Since Gigabyte just achieved OC speeds of over 11,000 Mbps, extreme overclockers are truly getting the most out of DDR5 memory.
On the Intel Z790 platform, the competition to achieve the highest memory overclock is still going strong. With the previous record that was established on the ASUS ROG Z790 APEX motherboard, we thought we had seen it all, but it appears that Gigabyte’s in-house overclocker, HiCookie from Taiwan, had some tricks up his sleeve.
The well-known overclocker used a motherboard called the Z790 AORUS Tachyon, which has a dual-DIMM configuration and is intended for extremely high memory and CPU overclocks. The motherboard was equipped with an Intel Core i9-13900K Raptor Lake processor, but the memory—which included two of Gigabyte’s own AORUS DDR5-8333 modules with the particular serial number “ARS32G83D5″—was the most crucial component. These are some of the top memory kits that are available.

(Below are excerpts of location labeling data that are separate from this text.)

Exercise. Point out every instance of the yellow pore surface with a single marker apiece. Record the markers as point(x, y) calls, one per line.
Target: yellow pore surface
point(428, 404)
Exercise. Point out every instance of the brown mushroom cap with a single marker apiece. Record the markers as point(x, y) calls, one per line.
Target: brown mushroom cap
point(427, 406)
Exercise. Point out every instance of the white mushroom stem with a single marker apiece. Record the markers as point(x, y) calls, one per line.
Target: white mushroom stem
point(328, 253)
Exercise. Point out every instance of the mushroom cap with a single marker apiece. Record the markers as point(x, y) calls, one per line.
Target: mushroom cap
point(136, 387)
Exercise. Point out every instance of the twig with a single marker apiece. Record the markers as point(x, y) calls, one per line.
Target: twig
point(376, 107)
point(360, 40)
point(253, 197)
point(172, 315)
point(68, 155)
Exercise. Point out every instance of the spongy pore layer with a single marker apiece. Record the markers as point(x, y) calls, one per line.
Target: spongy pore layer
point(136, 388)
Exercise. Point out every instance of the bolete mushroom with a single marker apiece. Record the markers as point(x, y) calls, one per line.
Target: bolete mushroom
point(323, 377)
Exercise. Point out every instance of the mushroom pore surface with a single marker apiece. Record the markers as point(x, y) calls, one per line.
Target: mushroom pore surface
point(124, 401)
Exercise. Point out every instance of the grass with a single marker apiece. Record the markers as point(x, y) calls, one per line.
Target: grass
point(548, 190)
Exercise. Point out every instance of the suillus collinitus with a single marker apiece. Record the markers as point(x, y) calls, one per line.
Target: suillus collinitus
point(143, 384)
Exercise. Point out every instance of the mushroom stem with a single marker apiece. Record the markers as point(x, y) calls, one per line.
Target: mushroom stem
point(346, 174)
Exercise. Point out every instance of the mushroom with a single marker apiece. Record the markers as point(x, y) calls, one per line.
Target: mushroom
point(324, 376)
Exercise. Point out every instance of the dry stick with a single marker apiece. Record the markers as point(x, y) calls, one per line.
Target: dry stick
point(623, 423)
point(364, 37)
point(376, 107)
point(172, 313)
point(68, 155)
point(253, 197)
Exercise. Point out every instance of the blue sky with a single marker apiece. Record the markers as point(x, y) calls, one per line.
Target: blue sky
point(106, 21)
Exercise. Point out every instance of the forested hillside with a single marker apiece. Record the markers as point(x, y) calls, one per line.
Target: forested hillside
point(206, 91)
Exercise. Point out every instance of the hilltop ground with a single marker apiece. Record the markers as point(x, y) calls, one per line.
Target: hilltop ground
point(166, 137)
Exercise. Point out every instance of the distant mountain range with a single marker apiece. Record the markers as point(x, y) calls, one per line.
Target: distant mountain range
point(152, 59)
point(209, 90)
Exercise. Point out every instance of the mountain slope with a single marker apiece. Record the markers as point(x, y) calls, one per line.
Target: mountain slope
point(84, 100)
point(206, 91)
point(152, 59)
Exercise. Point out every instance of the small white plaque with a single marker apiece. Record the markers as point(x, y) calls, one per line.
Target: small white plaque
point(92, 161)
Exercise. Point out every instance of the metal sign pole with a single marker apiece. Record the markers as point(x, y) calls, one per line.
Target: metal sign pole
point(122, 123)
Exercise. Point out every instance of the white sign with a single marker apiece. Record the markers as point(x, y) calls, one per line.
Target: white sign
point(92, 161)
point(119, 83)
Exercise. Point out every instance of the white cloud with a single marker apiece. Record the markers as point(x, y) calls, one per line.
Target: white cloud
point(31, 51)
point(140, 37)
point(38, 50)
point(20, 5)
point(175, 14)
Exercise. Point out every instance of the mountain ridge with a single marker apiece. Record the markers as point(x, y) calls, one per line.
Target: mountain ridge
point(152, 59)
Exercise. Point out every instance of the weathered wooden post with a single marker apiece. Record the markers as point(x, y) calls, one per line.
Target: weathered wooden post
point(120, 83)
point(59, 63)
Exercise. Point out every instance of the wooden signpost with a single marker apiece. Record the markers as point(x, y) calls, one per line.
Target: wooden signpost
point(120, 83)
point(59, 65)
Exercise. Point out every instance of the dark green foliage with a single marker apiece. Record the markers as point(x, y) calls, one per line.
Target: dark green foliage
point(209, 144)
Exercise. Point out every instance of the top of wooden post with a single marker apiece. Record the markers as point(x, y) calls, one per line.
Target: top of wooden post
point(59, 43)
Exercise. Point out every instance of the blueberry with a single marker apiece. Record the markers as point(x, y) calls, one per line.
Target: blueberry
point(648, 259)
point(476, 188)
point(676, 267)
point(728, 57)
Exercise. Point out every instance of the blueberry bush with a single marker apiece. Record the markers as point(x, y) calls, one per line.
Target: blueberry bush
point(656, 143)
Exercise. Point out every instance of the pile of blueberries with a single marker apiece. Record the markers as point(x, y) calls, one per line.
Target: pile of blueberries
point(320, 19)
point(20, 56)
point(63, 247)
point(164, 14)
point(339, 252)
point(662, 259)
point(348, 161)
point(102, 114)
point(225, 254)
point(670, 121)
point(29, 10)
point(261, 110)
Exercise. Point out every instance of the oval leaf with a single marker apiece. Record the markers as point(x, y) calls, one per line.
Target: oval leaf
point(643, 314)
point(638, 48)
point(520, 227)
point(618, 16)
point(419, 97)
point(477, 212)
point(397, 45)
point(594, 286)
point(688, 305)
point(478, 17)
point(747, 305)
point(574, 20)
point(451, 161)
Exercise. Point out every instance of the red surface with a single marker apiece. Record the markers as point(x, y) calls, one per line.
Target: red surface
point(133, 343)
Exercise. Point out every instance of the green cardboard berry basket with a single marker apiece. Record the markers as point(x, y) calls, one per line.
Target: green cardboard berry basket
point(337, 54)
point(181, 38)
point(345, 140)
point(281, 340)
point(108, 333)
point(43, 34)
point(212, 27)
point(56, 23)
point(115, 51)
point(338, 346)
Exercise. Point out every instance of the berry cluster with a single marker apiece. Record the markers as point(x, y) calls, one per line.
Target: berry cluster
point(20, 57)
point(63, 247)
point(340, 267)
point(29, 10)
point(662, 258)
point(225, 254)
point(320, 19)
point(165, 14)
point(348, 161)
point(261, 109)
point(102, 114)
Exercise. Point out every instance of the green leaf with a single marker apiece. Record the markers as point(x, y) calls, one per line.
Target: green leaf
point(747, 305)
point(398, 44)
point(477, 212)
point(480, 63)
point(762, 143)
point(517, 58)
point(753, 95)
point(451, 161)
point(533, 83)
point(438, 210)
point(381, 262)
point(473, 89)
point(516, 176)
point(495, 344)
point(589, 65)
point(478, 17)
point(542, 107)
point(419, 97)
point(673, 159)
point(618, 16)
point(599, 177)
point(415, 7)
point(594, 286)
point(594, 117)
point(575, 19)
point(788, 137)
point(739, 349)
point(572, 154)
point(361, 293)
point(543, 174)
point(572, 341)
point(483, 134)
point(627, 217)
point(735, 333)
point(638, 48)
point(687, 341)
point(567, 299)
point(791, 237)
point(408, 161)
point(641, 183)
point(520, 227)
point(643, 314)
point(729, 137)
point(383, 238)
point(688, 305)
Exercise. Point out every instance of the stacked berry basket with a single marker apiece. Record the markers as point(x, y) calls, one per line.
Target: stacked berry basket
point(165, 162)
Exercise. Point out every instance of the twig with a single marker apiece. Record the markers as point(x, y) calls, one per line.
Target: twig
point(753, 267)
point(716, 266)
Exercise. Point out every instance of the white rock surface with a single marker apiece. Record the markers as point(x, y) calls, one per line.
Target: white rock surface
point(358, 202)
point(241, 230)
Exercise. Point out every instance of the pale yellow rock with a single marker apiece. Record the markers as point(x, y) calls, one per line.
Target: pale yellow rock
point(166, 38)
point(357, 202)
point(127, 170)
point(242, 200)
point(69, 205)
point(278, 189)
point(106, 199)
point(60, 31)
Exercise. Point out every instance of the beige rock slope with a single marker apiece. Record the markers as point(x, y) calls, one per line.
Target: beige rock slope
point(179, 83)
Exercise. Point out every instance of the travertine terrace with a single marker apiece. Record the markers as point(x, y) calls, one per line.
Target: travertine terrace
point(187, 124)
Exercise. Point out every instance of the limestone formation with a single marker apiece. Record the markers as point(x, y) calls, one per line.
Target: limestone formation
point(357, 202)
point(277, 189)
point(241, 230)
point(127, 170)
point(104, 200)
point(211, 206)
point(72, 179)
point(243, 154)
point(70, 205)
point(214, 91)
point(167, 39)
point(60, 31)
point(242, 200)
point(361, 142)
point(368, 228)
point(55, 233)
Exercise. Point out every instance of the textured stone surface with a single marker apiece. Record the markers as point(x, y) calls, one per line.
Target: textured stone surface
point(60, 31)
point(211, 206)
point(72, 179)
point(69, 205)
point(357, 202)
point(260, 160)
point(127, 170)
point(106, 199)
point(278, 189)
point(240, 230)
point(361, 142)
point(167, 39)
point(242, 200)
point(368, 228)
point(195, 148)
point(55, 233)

The overclocker employed LN2 cooling to push one DDR5 memory module to DDR5-11136 in order to accomplish this particular DDR5 memory overclock (5567.5 Effective clocks). The raw bandwidth here is over 11 Gb/s, and the CAS timings were set at 64-127-127-127-127-2. There is no information on whether the stock voltage was utilised or whether the memory was slightly pushed up. The latter seems more likely, but either way, this is a significant victory for the Gigabyte team. Here are links to the CPU-z validator and the HWBOT validation, as well as a snapshot of the CPU-z validator, respectively:
With these severe overclocking results, it appears that we will reach the maximum DDR5-12600 speeds for the DDR5 standard very soon. Even in the consumer market, one can purchase DDR5 memory kits with up to 8000/9000 Mbps transfer speeds, but they are expensive and will ultimately become more affordable as the standard develops and becomes widely used, which should happen rather soon given AMD’s and Intel’s most recent push.